Jurisprudência - Direito Civil

AÇÃO DE RESCISÃO CONTRATUAL. PROMESSA DE COMPRA E VENDA. CONTRATO DE PERMUTA. ADIMPLEMENTO SUBSTANCIAL DO PREÇO. Aplica-se a Teoria do Adimplemento Substancial do preço quando ocorrido o pagamento de mais de 75% do valor objeto do contrato, restando assim impossibilitada a pretensão de resolução da avença, a fim de ser preservada a cláusula geral da boa-fé objetiva e da manutenção da avença. Caso em que o retorno das partes ao status quo ante seria a solução mais gravosa para os contratantes, pois já ocupam os imóveis permutados há quase dois anos, tendo sido realizadas benfeitorias e acessões. APELAÇÃO IMPROVIDA. (Apelação Cível Nº 70023599699, Décima Sétima Câmara Cível, Tribunal de Justiça do RS, Relator: Elaine Harzheim Macedo, Julgado em 17/04/2008)

AÇÃO REVISIONAL – CARTÃO DE CRÉDITO – LIMITAÇÃO DOS JUROS A TAXA DE 12 % AO ANO – LÍCITA A CLÁUSULA-MANDATO INSERTA NO CONTRATO – VEDAÇÃO DE CAPITALIZAÇÃO – Vedação da cumulação de correção monetária com comissão de permanência, eis que abusiva. Aplicação do Código de Defesa do Consumidor. Apelo provido em parte. * (TJRS – APC 70003571056 – 6ª C.Cív. – Rel. Des. Cacildo de Andrade Xavier – J. 20.02.2002)

APELAÇÃO CÍVEL. DIVÓRCIO DIRETO. PARTILHA DE BENS. HONORÁRIOS SUCUMBENCIAIS. RECONVENÇÃO. DESCABIMENTO. Havendo notícia de que uma das partes já levou consigo parte dos bens móveis, o valor dos mesmos deve ser abatido do montante a que esta parte faz jus em sede de execução de sentença, quando da efetiva divisão desses bens. Os honorários devem ser fixados proporcionalmente à pretensão material a que a parte vencida decaiu. Não cabe reconvenção em ação de divórcio. O pedido de divórcio não guarda relação lógica com a pretensão reconvencional. Ademais, ainda que se pudesse admitir a reconvenção, apenas em função da ação de partilha, os dois pedidos do reconvinte não guardam natureza reconvencional em relação á ação principal. NEGARAM PROVIMENTO. (Apelação Cível Nº 70018042135, Oitava Câmara Cível, Tribunal de Justiça do RS, Relator: Rui Portanova, Julgado em 22/03/2007)

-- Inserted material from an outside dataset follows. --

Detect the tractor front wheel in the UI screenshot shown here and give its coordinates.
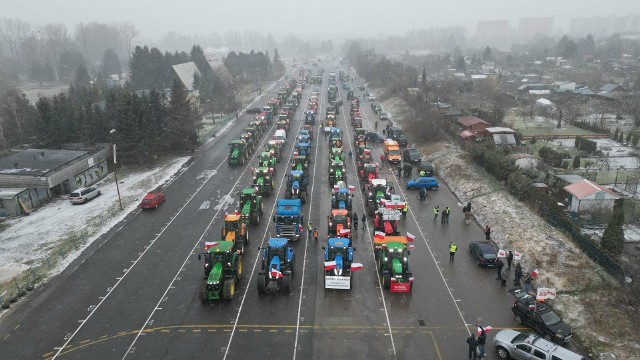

APELAÇÃO CÍVEL – Ação de despejo por falta de pagamento, cumulada com cobrança de locativos. Imóvel residencial. Não-acolhimento de juntada de documentos em fase recursal. Ausência de motivação. Mérito. Alegação de pagamento de locativos a sedizente administrador do imóvel locado. Apelo improvido. (TJRS – APC 70002872976 – 2ª C.Esp.Cív. – Rel. Des. Breno Pereira da Costa Vasconcellos – J. 24.01.2002)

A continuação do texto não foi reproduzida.